Although it's a moot point. You know what the Gripen and f35 have in common?

Canada won't be buying wither of them.


----------



## PuckChaser (14 Jul 2016)

There's no data on how cheap it is to run, they significantly changed the aircraft. Old Gripen numbers do not apply.


----------



## Colin Parkinson (14 Jul 2016)

SupersonicMax said:
			
		

> Turn around in 10 minutes? What is the definition of a turn around?  How is it performed to be completed in 10 minutes?  Are the fuel truck and the weapons (and the fuel/load crew) ready to leap into action as the aircraft shuts down?



So do you guys "pet" your planes at the end of the day as well? 

As for turnaround times, as I recall they focused pretty heavy on that in the cold war days as being on the ground meant being dead and being so close to the threat.


----------



## Good2Golf (14 Jul 2016)

It's most akin to a slightly-refreshed F-20 Tigershark, in terms of capability and technology relative to the contemporary state of fighter aircraft today.  

Given that its pedigree was born of the Swedish military's operational requirements for the specific nature of Swedish defence (shorter-range operations, lighter weapons load out to support dispersed/austere operations, etc...), any departure from that specific operational framework (longer range operations for a country, say...2200% larger, with greater expectations of collaboration within alliances) will further bring to light compromises between the aircraft's inherent design, albeit refreshed, and Canada's particular operational requirements....whatever those settle down to be once the Government has completed the next round of dialogue and discussion with industry and the Nation's citizenry.

:2c:

G2G


----------



## Good2Golf (14 Jul 2016)

PuckChaser said:
			
		

> There's no data on how cheap it is to run, they significantly changed the aircraft.
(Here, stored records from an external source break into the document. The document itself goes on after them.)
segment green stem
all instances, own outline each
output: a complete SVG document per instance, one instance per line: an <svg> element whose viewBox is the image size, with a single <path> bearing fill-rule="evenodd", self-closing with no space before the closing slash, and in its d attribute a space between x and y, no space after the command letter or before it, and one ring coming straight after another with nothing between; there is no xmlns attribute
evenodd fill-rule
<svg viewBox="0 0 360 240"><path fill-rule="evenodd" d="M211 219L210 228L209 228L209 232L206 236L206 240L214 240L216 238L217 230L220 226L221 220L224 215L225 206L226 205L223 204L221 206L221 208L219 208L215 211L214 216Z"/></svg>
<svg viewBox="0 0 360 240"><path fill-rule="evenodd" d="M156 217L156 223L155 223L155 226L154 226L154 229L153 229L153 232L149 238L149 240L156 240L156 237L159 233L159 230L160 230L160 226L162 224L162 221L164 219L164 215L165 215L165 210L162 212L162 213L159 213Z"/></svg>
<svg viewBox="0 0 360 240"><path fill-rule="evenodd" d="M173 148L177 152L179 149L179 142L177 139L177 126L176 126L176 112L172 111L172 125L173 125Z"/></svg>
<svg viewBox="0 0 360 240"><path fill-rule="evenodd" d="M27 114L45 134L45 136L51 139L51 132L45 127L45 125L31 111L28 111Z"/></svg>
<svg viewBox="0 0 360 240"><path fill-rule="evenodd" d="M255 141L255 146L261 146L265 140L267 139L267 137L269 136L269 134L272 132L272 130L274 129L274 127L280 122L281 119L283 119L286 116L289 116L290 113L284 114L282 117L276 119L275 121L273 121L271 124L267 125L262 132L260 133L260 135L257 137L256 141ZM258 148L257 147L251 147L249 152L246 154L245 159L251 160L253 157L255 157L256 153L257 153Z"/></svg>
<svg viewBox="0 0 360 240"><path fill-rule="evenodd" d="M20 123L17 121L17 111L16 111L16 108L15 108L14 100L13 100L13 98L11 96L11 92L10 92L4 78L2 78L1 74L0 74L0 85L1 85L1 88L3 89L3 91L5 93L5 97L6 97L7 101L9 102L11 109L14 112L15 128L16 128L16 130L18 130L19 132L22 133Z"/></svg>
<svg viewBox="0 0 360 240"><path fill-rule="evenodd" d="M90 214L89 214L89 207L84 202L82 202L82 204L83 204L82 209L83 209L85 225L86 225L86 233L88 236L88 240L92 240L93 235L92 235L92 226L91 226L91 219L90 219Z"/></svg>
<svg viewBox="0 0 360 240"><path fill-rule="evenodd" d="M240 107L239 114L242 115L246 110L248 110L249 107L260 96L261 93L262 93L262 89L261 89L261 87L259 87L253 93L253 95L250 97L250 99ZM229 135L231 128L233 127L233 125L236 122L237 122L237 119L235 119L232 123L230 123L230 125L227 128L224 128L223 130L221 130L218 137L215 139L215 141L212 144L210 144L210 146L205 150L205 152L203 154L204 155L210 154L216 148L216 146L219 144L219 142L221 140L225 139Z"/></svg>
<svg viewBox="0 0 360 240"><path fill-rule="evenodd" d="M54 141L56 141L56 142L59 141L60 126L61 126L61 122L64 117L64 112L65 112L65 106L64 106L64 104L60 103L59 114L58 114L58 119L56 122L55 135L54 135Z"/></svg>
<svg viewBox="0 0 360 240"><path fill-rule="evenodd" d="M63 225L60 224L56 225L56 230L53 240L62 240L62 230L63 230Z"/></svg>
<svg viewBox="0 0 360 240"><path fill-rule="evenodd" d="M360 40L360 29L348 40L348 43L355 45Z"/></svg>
Old Gripen numbers do not apply.



:nod: 

Indeed.  

Furthermore, every nation seems to account such costs differently than the next, so until a final amount of any acquisition and subsequent in-service support contract was finalized, none can say with any certainty, what the operational and support cost are with any certainty, temptations to extrapolate other data notwithstanding.

:2c: more

G2G


----------